Era un Martes por la noche y llovía. Estaba a punto de irme a dormir cuando el mensaje de un amigo me quita el sueño. Era para que me sume a ir a la casa de un conocido en arroyo seco a comer hongos. Siempre quise probar por lo que le dije que sí.

Teníamos un par de vinos y arrancamos viaje para allá. Llegamos tarde, a eso de las dos de la mañana. Frente a nosotros un tarro de mermelada repleto de hongos. Comí uno solo, lo fui comiendo de a poco porque el sabor era horrible.

Pasó una hora y nada, no sentía nada. Me habían dicho que tarda en digerirse por lo que me quede tranquilo y esperé. Cometí la tontería amateur de comer uno más. Ya fue.

Vino, música y charla, lo recuerdo increíblemente. Sonaba The Dark Side of The Moon cuando a eso de las cinco de la mañana salí al patio (era una casa realmente enorme y muy bella, con un farol en el medio del patio que iluminaba todo el sector) y empecé a viajar a, literal, un lugar que va a quedar registrado por siempre en mi mente. Llovía, estaba descalzo y sin remera, pero no me importaba, no sentía frío.

Empecé a caminar y no podía creer lo que veía, el pasto se movía en una secuencia constante. Se había trasformado en mandalas o figuras de caleidoscopio. Me reía. Una felicidad plena corría por todo mi cuerpo y mente.

Flipaba. Me tire al piso a la altura del farol que iluminaba. Me acosté como queriendo hacer un hombre de nieve pero en las mandalas y figuras que ahora trepaban por mi cuerpo. No lo podía creer. Recuerdo mirar fijo a la luz, escuchando pink Floyd y sintiendo como me hacía uno con el entorno, que estaba repleto de árboles y verde.

El resto estaba adentro de la casa, cada uno en su mambo. Me había tocado a mí. Seguí caminando por el terreno hasta llegar a su fin donde te encontrabas con una barranca enorme que daba al río. Al final de la barranca había una fila de árboles realmente simétricos que bailaban y tenían una cara feliz como esas de los dibujitos animados. Te juro, nunca me reí tanto en soledad. La estaba pasando bomba.

Lamentablemente después me tocó volver al mundo real, y de una forma no muy agradable. Supongo que a mi cuerpo le había caído la ficha de que estaba haciendo frio y yo estaba descalzo y sin remera vagando bajo la lluvia. Me desmayé hablando con un amigo con quien estábamos dialogando de temas un poco delicados, que por ahí no daban para la situación. Recuerdo sentir un terremoto zarpado por todo mi cuerpo y me levanté con mi amigo sacándome la lengua para fuera y preguntándome si estaba bien. Estaba más asustado que yo.

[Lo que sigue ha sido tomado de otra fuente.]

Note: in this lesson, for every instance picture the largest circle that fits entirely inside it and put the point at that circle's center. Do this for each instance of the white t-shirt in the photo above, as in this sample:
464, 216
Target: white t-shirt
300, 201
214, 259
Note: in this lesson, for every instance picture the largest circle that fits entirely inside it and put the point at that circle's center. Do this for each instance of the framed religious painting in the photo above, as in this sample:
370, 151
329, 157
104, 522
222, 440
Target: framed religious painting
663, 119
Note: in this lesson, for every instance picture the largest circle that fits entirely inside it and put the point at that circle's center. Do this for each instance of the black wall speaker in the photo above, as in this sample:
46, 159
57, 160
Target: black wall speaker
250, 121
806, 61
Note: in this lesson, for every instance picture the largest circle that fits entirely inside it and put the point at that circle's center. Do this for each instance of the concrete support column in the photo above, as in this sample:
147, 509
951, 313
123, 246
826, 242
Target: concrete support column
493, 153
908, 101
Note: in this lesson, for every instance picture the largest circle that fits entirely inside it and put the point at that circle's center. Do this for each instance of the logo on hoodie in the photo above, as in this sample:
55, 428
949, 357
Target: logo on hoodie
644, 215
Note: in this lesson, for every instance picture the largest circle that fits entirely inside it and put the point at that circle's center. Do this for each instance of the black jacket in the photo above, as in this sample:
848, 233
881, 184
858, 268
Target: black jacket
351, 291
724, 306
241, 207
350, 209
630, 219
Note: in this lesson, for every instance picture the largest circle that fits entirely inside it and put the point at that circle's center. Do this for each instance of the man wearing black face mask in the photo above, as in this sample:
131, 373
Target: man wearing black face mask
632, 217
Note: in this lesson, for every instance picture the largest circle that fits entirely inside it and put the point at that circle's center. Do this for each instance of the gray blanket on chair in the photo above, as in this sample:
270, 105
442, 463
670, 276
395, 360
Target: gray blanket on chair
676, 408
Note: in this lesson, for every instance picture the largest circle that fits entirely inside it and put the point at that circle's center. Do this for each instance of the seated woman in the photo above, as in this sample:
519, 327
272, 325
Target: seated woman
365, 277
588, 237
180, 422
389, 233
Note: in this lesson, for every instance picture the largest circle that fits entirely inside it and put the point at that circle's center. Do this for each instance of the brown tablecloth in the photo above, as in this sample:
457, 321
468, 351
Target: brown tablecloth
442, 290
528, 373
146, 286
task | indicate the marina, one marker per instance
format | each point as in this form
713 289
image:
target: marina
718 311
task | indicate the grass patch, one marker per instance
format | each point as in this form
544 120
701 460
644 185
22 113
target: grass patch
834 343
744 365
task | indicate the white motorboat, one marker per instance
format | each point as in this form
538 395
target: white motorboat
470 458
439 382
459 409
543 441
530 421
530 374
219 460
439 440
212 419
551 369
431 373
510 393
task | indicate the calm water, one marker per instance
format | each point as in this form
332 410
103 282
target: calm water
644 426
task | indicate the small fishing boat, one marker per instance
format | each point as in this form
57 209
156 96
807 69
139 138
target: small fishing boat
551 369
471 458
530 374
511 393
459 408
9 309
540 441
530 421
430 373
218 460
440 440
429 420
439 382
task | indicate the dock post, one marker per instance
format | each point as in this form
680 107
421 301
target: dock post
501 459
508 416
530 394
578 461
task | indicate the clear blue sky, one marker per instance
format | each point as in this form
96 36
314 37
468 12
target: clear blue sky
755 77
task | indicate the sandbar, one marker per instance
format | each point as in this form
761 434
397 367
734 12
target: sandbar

Me sentía mareado, vomité y me encerré a esperar que se me vaya la sustancia. Fua, fue durísimo. Traté de acostarme en una cama y no me podía dormir, la habitación me cambiaba de colores de azul a amarillo, violeta, rosa, etc. Mambo negro. Claramente no pude dormir nada. Volví a mi casa como a las 12 del mediodía. El viaje de vuelta en auto fue horrible. El estómago y la mente me estallaban.

Pero bueno, siempre voy a sostener que más allá de ese malestar que me tocó sentir sobre el final, nunca experimenté algo parecido como con los hongos, fue algo realmente maravilloso que recomiendo a cualquier interesado en hacerlo. Eso sí, háganlo sintiéndose cómodos, despejen sus cabezas y liberen todas las malas vibras. No se van a arrepentir.